The weekend ahead of us has some pretty interesting events in store. If you are a space observer, make sure you get your telescope ready because from the evening of February 10 into the morning of Feb. 11, a snow moon, lunar eclipse, and New Year comet will light up the sky at the same time.
Each of the three phenomena is impressive in its own right, but having them all at once is a treat for the eyes.
Read on and find out what each of the three events brings about.
This is just another name for February’s full moon. The fact that in February, there’s the highest amount of snowfall on average, is where the name derives from. As the snow moon will rise at 5:33p.m EST on Friday and set at 7:22 a.m., it’ll be quite easy to see up in the sky.
The New Year comet, which is only visible every five and a quarter years, will shoot across the sky on Feb. 11. Its name derives from the fact that this comet started moving across the sky at the tail end of 2016.

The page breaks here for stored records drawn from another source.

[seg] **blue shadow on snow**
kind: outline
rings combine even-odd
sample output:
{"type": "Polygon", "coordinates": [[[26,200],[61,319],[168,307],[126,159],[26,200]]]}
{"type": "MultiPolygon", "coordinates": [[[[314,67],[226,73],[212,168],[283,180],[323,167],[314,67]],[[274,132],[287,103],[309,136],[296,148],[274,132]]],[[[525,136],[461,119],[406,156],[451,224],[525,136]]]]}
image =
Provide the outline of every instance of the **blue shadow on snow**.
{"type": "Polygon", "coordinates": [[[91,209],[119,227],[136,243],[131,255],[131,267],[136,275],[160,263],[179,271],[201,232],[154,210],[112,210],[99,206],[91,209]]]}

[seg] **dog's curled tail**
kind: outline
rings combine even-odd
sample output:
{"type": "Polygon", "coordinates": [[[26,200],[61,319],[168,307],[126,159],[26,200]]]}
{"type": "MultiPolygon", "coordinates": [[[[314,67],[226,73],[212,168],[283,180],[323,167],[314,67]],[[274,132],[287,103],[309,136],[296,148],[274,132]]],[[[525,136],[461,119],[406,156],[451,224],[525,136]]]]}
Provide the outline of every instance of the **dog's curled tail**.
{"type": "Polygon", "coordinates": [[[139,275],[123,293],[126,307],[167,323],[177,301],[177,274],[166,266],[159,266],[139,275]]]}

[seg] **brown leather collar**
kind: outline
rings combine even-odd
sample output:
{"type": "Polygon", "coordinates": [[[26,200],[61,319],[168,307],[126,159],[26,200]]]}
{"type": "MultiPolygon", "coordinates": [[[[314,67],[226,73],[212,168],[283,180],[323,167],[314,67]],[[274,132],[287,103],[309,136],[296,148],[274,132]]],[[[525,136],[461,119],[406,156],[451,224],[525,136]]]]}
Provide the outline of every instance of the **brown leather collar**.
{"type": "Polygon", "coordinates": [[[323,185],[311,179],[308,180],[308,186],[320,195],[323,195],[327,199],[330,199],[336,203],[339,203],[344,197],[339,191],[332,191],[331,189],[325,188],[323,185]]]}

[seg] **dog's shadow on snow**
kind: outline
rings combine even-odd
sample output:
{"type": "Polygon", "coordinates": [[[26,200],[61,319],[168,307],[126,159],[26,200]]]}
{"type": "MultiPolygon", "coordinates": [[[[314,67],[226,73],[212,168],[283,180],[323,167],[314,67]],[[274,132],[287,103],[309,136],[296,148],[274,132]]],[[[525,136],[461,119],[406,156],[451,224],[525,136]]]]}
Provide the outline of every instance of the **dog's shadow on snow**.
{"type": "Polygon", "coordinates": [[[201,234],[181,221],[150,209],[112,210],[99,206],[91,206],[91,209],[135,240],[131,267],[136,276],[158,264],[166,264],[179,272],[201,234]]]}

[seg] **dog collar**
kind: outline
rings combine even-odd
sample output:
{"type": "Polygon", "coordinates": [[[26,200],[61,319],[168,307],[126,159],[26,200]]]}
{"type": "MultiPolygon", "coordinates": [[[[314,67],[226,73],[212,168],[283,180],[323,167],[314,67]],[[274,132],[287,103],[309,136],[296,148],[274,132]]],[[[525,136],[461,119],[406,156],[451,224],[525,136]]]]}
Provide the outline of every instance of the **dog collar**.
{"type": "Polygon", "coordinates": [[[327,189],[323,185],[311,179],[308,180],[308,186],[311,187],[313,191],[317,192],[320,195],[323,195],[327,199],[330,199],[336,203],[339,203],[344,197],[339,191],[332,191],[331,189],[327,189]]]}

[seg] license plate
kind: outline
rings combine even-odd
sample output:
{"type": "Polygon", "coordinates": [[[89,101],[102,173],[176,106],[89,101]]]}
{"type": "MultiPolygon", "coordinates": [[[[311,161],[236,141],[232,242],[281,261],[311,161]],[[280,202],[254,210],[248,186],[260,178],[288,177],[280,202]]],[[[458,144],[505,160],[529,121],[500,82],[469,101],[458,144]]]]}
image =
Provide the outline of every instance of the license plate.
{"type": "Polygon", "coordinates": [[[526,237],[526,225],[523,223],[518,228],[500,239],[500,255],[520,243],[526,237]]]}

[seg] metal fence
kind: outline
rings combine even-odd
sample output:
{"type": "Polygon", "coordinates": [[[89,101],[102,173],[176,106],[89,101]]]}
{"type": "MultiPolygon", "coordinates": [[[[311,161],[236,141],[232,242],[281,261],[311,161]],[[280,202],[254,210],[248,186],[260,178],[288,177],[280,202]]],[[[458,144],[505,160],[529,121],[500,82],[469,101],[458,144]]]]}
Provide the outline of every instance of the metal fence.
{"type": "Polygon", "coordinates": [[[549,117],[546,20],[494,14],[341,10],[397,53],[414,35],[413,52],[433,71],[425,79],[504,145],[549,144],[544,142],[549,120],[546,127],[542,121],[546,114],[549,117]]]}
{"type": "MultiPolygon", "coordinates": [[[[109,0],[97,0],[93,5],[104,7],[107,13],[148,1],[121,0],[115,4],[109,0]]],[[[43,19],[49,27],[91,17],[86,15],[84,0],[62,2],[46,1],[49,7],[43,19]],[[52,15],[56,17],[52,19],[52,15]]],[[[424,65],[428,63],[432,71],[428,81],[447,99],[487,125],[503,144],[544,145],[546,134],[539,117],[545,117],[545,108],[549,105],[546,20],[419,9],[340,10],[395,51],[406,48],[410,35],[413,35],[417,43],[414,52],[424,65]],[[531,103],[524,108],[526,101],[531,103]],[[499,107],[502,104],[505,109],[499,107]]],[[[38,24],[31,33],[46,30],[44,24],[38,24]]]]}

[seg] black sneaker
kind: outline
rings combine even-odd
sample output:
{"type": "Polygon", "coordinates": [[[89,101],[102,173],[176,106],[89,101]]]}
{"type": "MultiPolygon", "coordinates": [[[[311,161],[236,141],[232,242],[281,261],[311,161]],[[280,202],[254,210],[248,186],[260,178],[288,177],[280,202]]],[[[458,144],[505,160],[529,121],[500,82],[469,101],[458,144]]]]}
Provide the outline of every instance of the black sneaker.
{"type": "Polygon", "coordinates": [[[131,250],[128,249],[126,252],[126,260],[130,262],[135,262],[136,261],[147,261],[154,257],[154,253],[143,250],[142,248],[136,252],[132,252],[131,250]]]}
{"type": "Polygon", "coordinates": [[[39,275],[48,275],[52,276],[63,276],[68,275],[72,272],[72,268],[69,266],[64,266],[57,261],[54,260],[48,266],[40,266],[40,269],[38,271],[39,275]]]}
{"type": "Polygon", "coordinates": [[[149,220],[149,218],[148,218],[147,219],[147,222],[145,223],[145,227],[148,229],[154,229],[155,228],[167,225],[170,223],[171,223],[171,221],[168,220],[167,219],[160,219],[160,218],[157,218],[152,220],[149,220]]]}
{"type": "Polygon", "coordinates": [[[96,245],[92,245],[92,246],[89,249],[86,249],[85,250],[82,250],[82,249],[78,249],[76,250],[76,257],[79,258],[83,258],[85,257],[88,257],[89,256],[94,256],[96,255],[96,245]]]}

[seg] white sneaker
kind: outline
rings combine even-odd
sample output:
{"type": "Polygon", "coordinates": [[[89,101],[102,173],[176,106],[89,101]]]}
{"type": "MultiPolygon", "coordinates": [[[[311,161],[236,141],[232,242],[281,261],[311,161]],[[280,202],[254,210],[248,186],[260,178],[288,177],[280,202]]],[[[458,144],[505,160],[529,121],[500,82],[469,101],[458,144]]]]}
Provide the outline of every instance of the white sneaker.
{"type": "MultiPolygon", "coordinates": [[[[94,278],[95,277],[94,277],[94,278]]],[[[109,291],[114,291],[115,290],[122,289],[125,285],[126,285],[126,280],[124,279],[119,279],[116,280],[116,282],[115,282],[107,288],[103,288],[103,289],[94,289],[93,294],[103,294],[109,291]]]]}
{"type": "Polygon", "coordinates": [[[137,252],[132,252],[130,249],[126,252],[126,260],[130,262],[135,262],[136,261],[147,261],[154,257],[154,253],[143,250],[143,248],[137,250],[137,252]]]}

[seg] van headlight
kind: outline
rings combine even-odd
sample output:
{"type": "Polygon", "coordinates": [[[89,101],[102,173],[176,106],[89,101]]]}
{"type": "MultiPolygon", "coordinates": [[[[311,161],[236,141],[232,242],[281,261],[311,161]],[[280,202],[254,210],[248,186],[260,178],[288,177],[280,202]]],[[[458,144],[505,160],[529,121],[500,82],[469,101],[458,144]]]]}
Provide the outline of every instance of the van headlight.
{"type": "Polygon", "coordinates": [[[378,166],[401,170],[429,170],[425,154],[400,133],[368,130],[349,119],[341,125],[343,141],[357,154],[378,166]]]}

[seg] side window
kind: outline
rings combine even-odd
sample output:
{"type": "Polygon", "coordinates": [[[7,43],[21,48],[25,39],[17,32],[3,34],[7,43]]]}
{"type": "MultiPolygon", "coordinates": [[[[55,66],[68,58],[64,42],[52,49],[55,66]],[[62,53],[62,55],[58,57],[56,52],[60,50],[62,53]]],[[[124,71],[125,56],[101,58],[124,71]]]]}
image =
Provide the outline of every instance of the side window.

Different from a solar eclipse, lunar eclipses occur when the sun, Earth, and moon line up. In other words, the moon is covered in a shadow when the Earth aligns in front of the sun making it appear red. This rare phenomenon will be visible to all living in Europe, Africa, and most of Asia and North America. According to AOL, the shadow will be mostly visible from 7:43p.m EST until 9:53 p.m. on Friday.
So, set your telescopes ready as this weekend is something you wouldn’t want to miss.